A statement by Russian President Vladimir Medvedev in which he calls ex-UN head Kofi Annan’s mission in Syria the regime’s “last chance” to avoid a prolonged civil war is making headlines in the Arab press Monday.
The Syrian government is unrelenting in its attacks against civilians, mainly in the cities of Homs and Idlib, where at least 50 people were killed on Sunday.
Saudi-owned daily A-Sharq Al-Awsat, published in London, conducts an exclusive interview with Syrian Muslim Brotherhood general guide Riyadh Shaqfeh, who conveys a conciliatory and moderate message to the readers. In a press conference in Istanbul Sunday, Shaqfeh said that Syria’s Muslim Brotherhood supports the establishment of a pluralistic democratic state in Syria, voicing no objection to a woman or Christian filling the role of president, as long as they win a popular vote. The question of who is worthy to be president in an Arab country is being hotly debated by the Muslim Brotherhood in Egypt.
“Syrian society was never sectarian,” Shaqfeh tells A-Sharq Al-Awsat Monday, pointing to the appointment of a former Christian prime minister in Syria, Fares Khouri.
The Brotherhood statement wins no fewer than two editorials in A-Sharq Al-Awsat. The daily’s editor, Tariq Homayed, writes that the Brotherhood’s position represents a revolution not only in Syria but in the Muslim Brotherhood as a pan-Arab organization.
“The Syrian Brotherhood has proven that it is different, just as they say that Syria is different… the Syrian Brotherhood document means that the state is the chief homeland, and there is no canceling of the state.”
Abd Al-Rahman Rashed, director of the Dubai-based Al-Arabiya news channel, writes in Al-Sharq Al-Awsat that the importance of the Brotherhood’s message lies in the fact that it alleviates public fears from the day after Bashar Assad.
“The leadership of the Brotherhood… decided to reveal its cards and commit to the world, and more importantly to the Syrian people, that it will accept a democratic and pluralistic society where all will be equal.”
But pan-Arab Al-Quds Al-Arabi editor Abd Al-Bari Atwan harshly criticizes the divided and quarrelsome Syrian opposition, penning an editorial Monday titled “a different Syrian opposition is needed.” Atwan argues that the Syrian opposition is mistakenly following the Libyan model which prefers international intervention to domestic reform.
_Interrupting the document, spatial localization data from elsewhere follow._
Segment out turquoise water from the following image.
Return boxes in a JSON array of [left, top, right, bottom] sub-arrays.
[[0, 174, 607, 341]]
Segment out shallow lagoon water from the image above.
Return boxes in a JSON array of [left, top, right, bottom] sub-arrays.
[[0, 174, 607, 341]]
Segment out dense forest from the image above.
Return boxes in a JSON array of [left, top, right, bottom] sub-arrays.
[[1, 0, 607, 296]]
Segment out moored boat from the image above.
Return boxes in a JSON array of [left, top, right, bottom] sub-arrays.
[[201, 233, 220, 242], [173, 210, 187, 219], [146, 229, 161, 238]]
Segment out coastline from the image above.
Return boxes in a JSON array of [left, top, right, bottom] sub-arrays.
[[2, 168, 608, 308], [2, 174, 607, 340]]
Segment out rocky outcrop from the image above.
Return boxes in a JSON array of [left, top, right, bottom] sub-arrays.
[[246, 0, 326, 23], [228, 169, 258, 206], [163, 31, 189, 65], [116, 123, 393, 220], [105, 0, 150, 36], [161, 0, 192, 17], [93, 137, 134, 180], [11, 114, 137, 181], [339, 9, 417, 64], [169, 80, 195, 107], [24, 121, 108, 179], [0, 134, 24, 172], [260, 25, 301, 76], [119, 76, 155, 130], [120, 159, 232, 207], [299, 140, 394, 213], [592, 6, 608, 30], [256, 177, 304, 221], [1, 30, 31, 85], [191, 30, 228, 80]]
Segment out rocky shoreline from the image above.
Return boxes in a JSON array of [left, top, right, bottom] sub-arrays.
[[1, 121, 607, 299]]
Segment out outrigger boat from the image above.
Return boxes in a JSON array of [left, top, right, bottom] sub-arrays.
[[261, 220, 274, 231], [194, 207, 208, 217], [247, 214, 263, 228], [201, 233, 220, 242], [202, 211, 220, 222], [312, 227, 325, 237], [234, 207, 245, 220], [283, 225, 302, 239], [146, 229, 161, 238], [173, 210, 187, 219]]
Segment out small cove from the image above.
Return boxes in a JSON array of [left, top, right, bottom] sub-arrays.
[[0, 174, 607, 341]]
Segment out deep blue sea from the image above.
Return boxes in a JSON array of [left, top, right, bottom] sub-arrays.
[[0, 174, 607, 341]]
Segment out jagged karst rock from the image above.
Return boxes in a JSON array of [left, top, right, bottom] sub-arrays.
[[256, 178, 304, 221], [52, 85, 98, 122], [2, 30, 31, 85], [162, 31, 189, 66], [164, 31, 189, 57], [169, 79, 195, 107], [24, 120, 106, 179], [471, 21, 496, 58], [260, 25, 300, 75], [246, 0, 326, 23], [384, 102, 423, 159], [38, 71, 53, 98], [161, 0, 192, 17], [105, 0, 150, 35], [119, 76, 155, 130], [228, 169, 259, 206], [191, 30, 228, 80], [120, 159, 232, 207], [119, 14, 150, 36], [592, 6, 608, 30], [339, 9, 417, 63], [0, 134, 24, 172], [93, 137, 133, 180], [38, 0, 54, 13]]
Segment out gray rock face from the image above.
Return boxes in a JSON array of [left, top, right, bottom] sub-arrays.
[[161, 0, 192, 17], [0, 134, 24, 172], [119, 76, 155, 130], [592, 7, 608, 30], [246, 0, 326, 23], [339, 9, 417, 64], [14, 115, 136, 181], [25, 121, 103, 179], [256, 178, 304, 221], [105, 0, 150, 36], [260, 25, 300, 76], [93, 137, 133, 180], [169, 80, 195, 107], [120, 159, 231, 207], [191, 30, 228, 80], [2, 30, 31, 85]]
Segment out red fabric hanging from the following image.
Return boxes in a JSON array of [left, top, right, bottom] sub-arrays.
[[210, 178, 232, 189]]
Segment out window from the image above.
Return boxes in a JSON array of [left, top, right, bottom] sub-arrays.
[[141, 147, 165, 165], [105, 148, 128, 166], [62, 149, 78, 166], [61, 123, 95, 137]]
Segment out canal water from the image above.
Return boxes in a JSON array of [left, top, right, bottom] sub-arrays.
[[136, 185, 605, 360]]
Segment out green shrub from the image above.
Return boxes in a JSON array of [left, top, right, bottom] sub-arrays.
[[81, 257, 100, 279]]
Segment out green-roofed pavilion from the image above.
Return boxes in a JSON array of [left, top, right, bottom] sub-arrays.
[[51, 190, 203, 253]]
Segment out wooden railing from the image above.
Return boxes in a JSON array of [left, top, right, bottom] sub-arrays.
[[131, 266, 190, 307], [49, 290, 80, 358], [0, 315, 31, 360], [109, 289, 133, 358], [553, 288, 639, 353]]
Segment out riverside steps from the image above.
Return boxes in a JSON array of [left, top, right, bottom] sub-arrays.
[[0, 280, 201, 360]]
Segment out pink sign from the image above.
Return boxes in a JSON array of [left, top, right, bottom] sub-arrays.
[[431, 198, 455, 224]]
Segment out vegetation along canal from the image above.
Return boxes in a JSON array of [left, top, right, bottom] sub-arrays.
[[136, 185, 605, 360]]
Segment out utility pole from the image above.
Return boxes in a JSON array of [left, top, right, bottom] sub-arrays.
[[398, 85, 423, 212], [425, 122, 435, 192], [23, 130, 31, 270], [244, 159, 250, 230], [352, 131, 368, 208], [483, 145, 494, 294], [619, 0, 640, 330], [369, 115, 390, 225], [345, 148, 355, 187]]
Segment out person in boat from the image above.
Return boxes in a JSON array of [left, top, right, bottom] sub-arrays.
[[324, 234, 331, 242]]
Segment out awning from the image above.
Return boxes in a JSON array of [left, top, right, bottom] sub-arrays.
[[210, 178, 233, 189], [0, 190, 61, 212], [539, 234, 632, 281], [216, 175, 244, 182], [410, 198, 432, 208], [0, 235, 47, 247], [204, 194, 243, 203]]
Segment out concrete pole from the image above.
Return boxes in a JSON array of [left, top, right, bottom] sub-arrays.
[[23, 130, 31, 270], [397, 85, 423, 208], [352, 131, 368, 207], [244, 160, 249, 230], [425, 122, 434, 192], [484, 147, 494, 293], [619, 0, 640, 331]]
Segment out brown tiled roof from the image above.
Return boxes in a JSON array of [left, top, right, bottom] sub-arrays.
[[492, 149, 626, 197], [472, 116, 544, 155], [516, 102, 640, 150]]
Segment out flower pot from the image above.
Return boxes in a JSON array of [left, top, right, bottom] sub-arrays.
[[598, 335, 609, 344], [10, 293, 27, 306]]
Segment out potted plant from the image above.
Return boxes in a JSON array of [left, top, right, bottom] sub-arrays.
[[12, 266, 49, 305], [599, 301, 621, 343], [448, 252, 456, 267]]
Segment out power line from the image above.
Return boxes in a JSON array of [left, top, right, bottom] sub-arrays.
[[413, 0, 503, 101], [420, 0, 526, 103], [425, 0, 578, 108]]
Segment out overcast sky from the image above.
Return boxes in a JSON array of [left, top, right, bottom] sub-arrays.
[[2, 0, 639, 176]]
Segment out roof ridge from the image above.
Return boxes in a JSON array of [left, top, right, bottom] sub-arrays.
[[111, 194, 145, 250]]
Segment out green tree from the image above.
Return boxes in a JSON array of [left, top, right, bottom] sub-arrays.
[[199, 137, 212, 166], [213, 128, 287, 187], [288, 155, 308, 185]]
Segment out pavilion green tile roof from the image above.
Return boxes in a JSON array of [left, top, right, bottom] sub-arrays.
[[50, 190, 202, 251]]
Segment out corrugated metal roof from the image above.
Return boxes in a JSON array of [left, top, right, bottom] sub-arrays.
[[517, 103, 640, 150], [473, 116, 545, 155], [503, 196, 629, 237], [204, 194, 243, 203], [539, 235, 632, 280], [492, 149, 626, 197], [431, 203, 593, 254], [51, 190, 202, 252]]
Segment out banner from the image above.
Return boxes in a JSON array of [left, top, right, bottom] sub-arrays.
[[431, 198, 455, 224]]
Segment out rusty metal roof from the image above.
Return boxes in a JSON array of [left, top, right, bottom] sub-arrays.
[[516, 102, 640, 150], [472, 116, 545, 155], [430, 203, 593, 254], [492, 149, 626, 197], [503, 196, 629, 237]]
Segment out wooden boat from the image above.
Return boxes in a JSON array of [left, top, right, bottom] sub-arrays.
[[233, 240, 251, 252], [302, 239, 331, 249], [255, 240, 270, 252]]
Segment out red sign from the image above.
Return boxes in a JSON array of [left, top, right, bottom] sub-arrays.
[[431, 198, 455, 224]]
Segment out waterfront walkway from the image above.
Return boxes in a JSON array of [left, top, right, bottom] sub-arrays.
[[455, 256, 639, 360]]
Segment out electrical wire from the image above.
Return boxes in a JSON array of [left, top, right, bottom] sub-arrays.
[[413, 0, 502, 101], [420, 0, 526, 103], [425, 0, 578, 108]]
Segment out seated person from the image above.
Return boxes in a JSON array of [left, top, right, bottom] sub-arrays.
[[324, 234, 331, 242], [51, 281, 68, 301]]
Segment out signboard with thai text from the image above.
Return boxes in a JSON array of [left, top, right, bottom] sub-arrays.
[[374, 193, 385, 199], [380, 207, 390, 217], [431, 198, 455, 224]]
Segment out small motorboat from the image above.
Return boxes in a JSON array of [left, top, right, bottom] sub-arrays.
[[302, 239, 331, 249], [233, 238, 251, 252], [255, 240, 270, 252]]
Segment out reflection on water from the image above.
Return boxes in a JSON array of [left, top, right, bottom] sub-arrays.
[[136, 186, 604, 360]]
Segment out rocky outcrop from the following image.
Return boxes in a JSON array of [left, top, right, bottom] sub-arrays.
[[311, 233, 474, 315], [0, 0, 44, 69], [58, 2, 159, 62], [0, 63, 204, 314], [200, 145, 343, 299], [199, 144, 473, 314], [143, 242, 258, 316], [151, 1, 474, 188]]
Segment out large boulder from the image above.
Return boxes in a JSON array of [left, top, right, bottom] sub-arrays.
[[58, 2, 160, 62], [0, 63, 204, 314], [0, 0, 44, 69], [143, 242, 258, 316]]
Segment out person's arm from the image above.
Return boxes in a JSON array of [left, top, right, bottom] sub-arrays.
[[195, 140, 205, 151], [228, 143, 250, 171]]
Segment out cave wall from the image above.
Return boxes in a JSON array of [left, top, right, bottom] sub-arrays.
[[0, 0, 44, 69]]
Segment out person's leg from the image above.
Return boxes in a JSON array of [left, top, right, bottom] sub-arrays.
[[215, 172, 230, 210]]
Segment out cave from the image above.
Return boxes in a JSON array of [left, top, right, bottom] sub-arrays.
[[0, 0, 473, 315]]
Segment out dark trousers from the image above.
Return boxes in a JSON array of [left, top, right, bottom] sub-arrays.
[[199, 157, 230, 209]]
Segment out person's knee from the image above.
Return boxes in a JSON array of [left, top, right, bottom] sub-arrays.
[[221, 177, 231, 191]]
“The problem lies in the makeup of this opposition, which includes non-Syrian elements,” writes Atwan.
Verbal exchange between Egypt’s army and Brotherhood
A war of words between the Muslim Brotherhood, Egypt’s foremost political bloc, and the Supreme Council of the Armed Forces (SCAF), the de facto ruler of the country, is the second top story in Arab news Monday.
“The honeymoon between the Muslim Brotherhood and the Military Council that rules Egypt is coming to an end,” writes liberal daily Al-Hayat.
The Muslim Brotherhood bashed the government of Prime Minister Kamal Ganzouri for its shortcomings in managing recent crises in Egypt. The military, for its part, attacked the Brotherhood in a harshly worded statement published Sunday on its official Facebook page.
Meanwhile, Egyptian liberal parliament member Mustafa Najjar explains in a column in the independent Egyptian daily Al-Masri Al-Youm why he decided to resign from the constitution’s draft committee, which was taken over Sunday by a 70% Muslim Brotherhood majority.
“My decision to withdraw… is a natural result of what the majority did. It crossed all boundaries of logic, mocked the national will, and insisted on dominating and imposing a fait accompli on the people,” Najjar writes.
Najjar, it seems, speaks on behalf of many liberals in Egypt who, dismayed at the rapid Islamist takeover of Egypt’s constitution drafting assembly, have been resigning in protest.
First Arab diplomat arrives at Baghdad summit
Nabil Al-Arabi, head of the Arab League, became the first Arab dignitary to arrive on Sunday in Baghdad for a historic Arab League summit, scheduled to take place on March 29.
A-Sharq Al-Awsat features Al-Arabi warmly shaking the hands of a smiling Iraqi foreign minister Hoshyar Zebari.
Al-Arabi tells Al-Hayat that one of the issues on the agenda will be clearing the Middle East of weapons of mass destruction. Al-Arabi says that the mere execution of the summit in Baghdad is “an achievement.”
Surprisingly, Sudanese President Omar Bashir announced his participation in the summit Sunday, despite a pending arrest warrent against him at the International Criminal Court (ICC).
“Of course politicians can call the Baghdad summit an “Arab Spring Summit,” writes Jamil Dhiabi in a column in Al-Hayat Monday. “But… Do not think that the “Arab Spring” changed everything, for there are still those who are intransigent, ignoring reforms and using the excuse of conspiracies.”